Let's take a look at the data since the normalization.

print(X.head())

You should see something similar to this in the terminal.

The data is ready now and we can initialize the theta parameter. That just means we're going to make an array of ones that has the same number of columns as the input variable, X.

theta = np.array([1]*len(X.columns))

It should look like this if you print it in your terminal, although you don't need to print it if you don't want to.

[1 1 1 1 1 1]

Then we're going to set the number training points we'll take from the data. We will leave 500 data points out so we can use them for testing later. This is going to be the value for m from the gradient descent equation we went over earlier.

m = len(df) - 500

Now we get to start writing the functions we'll need to train the model after it's built. We'll start with the hypothesis function which is just the input variable multiplied by the theta_n parameter.

def hypothesis(theta, X): return theta * X

Next we'll define the cost model which will give us the error margin between the real and predicted values.

def calculateCost(X, y, theta): y1 = hypothesis(theta, X) y1 = np.sum(y1, axis=1) return (1 / 2 * m) * sum(np.sqrt((y1 - y) ** 2))

The last function we need before our model is ready to run is a function to calculate gradient descent values.

def gradientDescent(X, y, theta, alpha, i): J = [] # cost function for each iteration k = 0 while k < i: y1 = hypothesis(theta, X) y1 = np.sum(y1, axis=1) for c in range(1, len(X.columns)): theta[c] = theta[c] - alpha * (1 / m) * (sum((y1 - y) * X.iloc[:, c])) j = calculateCost(X, y, theta) J.append(j) k += 1 return J, j, theta

With these three functions in place and our data clean, we can finally get to training the model.

Training the model

The training part is the fun part and also the easiest. If you've set your algorithm up correctly, then all you'll have to do is take the optimized parameters it gives you and make predictions.

We're returning a list of costs at each iteration, the final cost, and the optimized theta values from the gradient descent function. So we'll get the optimized theta values and use them for testing.

J, j, theta = gradientDescent(X, y, theta, 0.1, 10000)

After all of the work of setting up the functions and data correctly, this single line of code trains the model and gives us the theta values we need to start predicting values and testing the accuracy of the model.

Testing the model

Now we can test the model by making a prediction using the data.

y_hat = hypothesis(theta, X) y_hat = np.sum(y_hat, axis=1)

After you’ve checked a few values, you'll know if your model is accurate enough or if you need to do more tuning on the theta values.

If you feel comfortable with your testing results, you can go ahead and start using this model in your projects.

Using the model

The optimized theta values are really all you need to start using the model. You'll continue to use the same equations, even in production, but with the best theta values to give you the most accurate predictions.

You can even continue training the model and try and find better theta values.

Final thoughts

Machine learning has a lot of layers to it, but none of them are too complex. They just start to stack which makes it seem more difficult than it is.

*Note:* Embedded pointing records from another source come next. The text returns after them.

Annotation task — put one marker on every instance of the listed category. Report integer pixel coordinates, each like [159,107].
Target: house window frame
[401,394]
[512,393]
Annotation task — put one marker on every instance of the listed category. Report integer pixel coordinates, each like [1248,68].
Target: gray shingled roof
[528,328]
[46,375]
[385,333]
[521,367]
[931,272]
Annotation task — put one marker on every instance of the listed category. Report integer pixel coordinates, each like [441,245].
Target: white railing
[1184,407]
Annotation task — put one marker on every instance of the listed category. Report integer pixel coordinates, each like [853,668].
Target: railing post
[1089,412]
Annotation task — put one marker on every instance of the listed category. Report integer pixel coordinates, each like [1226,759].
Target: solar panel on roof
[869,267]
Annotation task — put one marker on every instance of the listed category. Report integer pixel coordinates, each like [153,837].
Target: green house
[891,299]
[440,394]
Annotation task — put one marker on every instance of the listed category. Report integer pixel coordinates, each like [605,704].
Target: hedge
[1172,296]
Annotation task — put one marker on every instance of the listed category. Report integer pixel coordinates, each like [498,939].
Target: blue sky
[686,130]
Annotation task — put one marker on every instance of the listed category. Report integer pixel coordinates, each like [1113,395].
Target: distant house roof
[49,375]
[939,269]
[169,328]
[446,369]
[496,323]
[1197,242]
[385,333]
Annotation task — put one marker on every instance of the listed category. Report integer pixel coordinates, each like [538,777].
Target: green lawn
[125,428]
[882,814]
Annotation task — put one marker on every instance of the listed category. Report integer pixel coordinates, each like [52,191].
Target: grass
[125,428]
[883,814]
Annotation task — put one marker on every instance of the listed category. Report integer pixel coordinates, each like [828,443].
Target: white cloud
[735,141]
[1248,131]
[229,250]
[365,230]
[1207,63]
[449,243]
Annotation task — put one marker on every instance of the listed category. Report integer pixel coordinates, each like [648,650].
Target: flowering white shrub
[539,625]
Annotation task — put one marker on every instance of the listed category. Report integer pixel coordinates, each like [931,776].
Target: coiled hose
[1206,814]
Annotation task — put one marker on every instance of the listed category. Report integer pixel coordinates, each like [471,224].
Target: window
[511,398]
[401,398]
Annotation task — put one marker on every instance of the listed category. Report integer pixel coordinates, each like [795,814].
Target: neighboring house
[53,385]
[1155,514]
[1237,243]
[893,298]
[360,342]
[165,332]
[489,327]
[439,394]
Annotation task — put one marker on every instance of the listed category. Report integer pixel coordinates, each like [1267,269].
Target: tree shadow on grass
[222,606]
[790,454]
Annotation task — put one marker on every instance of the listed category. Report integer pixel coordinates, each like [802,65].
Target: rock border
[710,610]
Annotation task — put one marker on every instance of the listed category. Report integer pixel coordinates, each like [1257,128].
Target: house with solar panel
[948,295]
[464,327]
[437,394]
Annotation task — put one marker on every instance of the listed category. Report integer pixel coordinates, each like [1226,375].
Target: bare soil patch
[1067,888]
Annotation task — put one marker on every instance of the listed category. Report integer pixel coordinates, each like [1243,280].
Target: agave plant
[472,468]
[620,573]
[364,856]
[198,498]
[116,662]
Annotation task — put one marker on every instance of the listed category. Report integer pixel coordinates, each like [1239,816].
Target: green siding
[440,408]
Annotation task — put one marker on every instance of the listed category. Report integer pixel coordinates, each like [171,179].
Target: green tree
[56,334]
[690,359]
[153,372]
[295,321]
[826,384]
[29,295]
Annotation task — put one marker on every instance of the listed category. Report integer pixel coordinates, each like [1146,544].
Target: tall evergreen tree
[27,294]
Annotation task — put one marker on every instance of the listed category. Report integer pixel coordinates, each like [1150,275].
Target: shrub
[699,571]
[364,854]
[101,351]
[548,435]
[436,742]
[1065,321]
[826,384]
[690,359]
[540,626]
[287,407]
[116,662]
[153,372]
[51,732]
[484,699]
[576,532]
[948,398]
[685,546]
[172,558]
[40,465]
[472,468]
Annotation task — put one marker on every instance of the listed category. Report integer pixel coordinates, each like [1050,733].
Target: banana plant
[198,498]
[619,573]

If you're willing to spend some time reading about machine learning libraries and tools, it's really easy to get started. You don't need to know any of the advanced math and statistics to learn the concepts or even to solve real world problems.

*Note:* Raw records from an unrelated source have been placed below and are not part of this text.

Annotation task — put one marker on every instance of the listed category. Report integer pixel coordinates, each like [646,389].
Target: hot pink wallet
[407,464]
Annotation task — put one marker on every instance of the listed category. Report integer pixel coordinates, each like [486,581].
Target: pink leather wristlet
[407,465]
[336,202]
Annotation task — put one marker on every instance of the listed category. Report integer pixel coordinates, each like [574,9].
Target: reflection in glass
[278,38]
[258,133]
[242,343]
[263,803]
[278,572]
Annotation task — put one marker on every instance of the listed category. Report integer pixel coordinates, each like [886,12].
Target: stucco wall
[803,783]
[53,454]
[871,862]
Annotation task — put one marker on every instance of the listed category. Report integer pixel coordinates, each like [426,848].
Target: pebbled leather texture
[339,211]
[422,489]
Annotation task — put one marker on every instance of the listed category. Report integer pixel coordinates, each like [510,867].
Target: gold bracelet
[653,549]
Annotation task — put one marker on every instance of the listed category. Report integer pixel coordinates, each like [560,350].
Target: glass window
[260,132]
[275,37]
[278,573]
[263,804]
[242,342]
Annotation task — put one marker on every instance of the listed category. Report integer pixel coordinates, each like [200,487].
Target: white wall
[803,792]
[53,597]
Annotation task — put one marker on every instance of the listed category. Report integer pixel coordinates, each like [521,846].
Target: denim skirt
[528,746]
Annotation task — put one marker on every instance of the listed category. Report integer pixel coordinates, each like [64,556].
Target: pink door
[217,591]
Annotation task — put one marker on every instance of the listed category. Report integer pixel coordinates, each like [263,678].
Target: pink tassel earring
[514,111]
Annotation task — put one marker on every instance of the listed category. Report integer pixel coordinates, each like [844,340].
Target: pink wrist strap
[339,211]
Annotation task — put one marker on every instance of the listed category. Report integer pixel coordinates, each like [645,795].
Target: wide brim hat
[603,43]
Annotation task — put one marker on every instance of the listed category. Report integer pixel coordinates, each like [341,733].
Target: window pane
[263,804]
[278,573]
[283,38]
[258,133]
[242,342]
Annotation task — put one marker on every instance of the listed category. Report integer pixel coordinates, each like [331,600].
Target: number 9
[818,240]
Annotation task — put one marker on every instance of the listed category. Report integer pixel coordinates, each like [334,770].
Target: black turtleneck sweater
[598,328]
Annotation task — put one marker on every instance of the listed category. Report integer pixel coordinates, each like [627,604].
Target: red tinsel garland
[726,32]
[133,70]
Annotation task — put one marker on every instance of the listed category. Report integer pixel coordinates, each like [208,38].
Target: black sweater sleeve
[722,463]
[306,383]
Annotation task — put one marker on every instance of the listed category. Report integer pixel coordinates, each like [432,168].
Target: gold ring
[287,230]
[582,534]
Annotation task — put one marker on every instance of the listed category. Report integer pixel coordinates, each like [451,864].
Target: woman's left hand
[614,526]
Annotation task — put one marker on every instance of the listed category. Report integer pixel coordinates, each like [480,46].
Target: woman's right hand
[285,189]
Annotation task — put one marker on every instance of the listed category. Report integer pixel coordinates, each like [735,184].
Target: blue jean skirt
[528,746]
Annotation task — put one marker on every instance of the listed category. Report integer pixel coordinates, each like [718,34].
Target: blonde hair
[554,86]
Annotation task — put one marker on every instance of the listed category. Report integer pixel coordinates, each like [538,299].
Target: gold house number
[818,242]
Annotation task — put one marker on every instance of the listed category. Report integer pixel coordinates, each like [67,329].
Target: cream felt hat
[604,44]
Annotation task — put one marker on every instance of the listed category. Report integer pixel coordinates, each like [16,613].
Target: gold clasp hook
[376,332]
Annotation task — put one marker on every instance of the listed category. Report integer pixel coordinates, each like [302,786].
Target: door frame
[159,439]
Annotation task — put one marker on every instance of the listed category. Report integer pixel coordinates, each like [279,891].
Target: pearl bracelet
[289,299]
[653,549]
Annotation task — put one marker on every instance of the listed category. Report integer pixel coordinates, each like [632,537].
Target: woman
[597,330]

The tools are more advanced than they used to be so you can be a machine learning engineer without understanding most of the math behind it.

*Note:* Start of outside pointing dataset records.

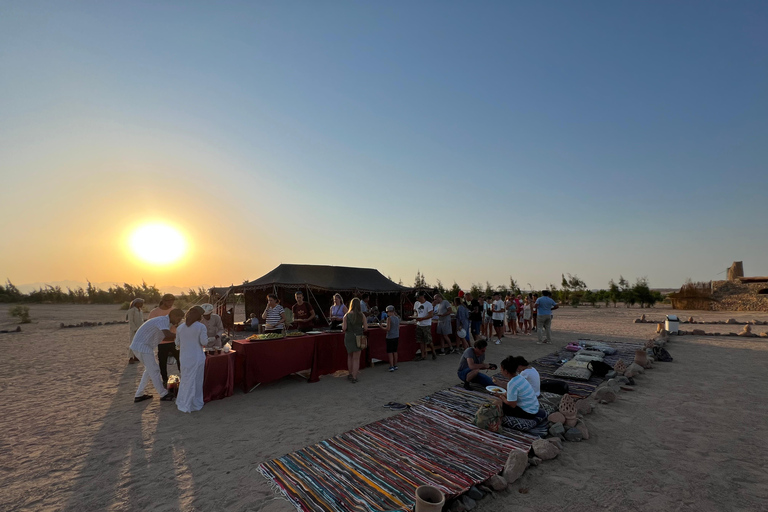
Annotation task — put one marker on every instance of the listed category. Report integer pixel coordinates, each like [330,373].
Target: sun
[158,244]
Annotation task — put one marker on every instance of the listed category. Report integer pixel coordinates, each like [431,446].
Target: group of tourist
[164,331]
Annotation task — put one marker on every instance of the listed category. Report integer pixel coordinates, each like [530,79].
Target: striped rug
[378,467]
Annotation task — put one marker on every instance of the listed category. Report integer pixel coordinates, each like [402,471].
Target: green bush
[22,313]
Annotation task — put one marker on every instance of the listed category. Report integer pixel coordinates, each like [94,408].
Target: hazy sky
[469,140]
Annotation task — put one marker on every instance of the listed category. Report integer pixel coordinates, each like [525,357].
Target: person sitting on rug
[472,362]
[530,374]
[520,400]
[191,337]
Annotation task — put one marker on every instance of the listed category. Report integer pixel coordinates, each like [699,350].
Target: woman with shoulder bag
[355,328]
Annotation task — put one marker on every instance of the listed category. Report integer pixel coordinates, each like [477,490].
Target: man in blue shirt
[545,305]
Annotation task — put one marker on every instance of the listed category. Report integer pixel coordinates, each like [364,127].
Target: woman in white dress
[191,337]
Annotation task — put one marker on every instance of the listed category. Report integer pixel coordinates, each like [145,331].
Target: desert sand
[691,437]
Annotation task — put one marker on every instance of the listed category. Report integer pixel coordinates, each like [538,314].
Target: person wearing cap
[213,325]
[393,336]
[135,318]
[423,313]
[167,347]
[303,313]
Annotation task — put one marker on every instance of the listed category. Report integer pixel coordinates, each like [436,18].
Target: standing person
[475,316]
[214,326]
[545,306]
[135,318]
[146,340]
[511,314]
[353,325]
[498,317]
[338,310]
[166,348]
[444,329]
[273,315]
[462,322]
[303,313]
[191,337]
[424,311]
[527,317]
[472,362]
[393,336]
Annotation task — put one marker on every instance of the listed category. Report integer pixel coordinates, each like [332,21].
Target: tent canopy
[324,277]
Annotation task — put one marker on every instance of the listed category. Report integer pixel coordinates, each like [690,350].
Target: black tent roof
[324,277]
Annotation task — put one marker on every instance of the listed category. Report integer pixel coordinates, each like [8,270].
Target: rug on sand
[378,467]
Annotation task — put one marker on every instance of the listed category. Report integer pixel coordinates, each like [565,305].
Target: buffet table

The main thing you need to understand is how to handle your data. That's the part no one likes to talk about. The algorithms are fun and exciting, but there may be times you need to write SQL procedures to get the raw data you need before you even start processing it.

There are so many applications for machine learning from video games to medicine to manufacturing automation.

Just take some time and make a small model if you're interested in machine learning. As you start to get more comfortable, add on to that model and keep learning more.